Permanent deletion techniques to consider:
 

  • For locally saved files, e.g., on your College-issued laptop, desktop and/or mobile device: contact the IT service desk for assistance with permanently deleting the relevant files.
     
    • NOTE: "deleting" a file by using your computer's delete button or dragging a file into your computer trash does NOT remove the file from your computer and should not be the basis of your secure deletion strategy.
       
    • Many software deletion programs are designed for hard-drives, not removable flash-drives.  It may be that your best option for a flash drive is to physically destroy it.
       
  • demagnetize magnetic tapes
     
  • physically destroy the storage media (e.g., burning, shredding, crushing)
     
  • personal mobile devices should be wiped in accordance with the manufacturer's instructions, e.g.,  Samsung: https://www.samsung.com/latin_en/support/mobile-devices/how-do-i-delete-all-of-my-personal-information-from-my-device/
     
    • Note, wiping your device does not necessarily delete information stored on external memory such as SD cards.  These will need to be wiped / destroyed independently of your other file-deletion actions.

 

Non-Enterprise Services

 

NOTE: Data stored in the cloud on non-Enterprise services may prove challenging to delete permanently.  While there may be a delete function built into the application it's not always clear if the data truly are deleted from the application's servers. 
 

  • Data which were stored on Douglas College cloud services - SharePoint, OneDrive, Teams - are encrypted and are not accessible to anyone without the appropriate access/credentials.  Once deleted they become permanently inaccessible to anyone after 30 days.

Guidance & Tools

Anonymization Guidance

 

Finnish Social Science Data Archive. Anonymisation and Personal Data.  Provides a comprehensive look at a range of anonymization techniques - for both qualitative and quantitative data.

 

Irish Qualitative Data Archive (IQDA).
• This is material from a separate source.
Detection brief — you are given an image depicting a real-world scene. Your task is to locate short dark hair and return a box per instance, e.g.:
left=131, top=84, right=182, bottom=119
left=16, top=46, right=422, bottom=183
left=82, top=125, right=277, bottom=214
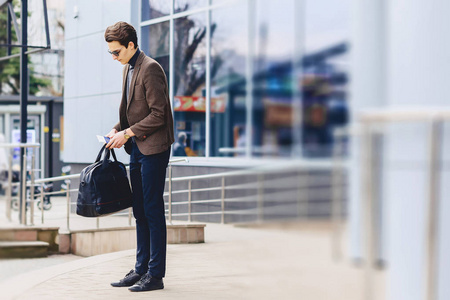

Guide to Anonymising Qualitative Data: looks at five specific practices to follow to achieve "an appropriate level of anonymisation that will not lessen the use-value of the data."

 

Portage COVID-19 Working Group De-identification Guidance: Prepared on behalf of the Canadian Association of Research Libraries (CARL), this guide aims to "help Canadian researchers minimize disclosure risk when sharing data collected from human participants" by providing guidance on removing direct identifiers, evaluating risk associated with indirect identifiers, strategies for qualitative data de-identification and more.

 

Helpful Tools

 

ARX: Data Anonymization ToolDeveloped with support from several universities in Germany, ARX is "open source software for anonymizing sensitive personal data. It supports a wide variety of (1) privacy and risk models, (2) methods for transforming data and (3) methods for analyzing the usefulness of output data."

 

OpenAire: Amnesia.  From the European Union's Open Science initiative, Amnesia is a "de-identification method that removes or replaces direct identifiers (names, ids, phone numbers, etc.) from a sensitive dataset."

 

UK Data Service: provides access to its free text anonymisation tool as a zipped download.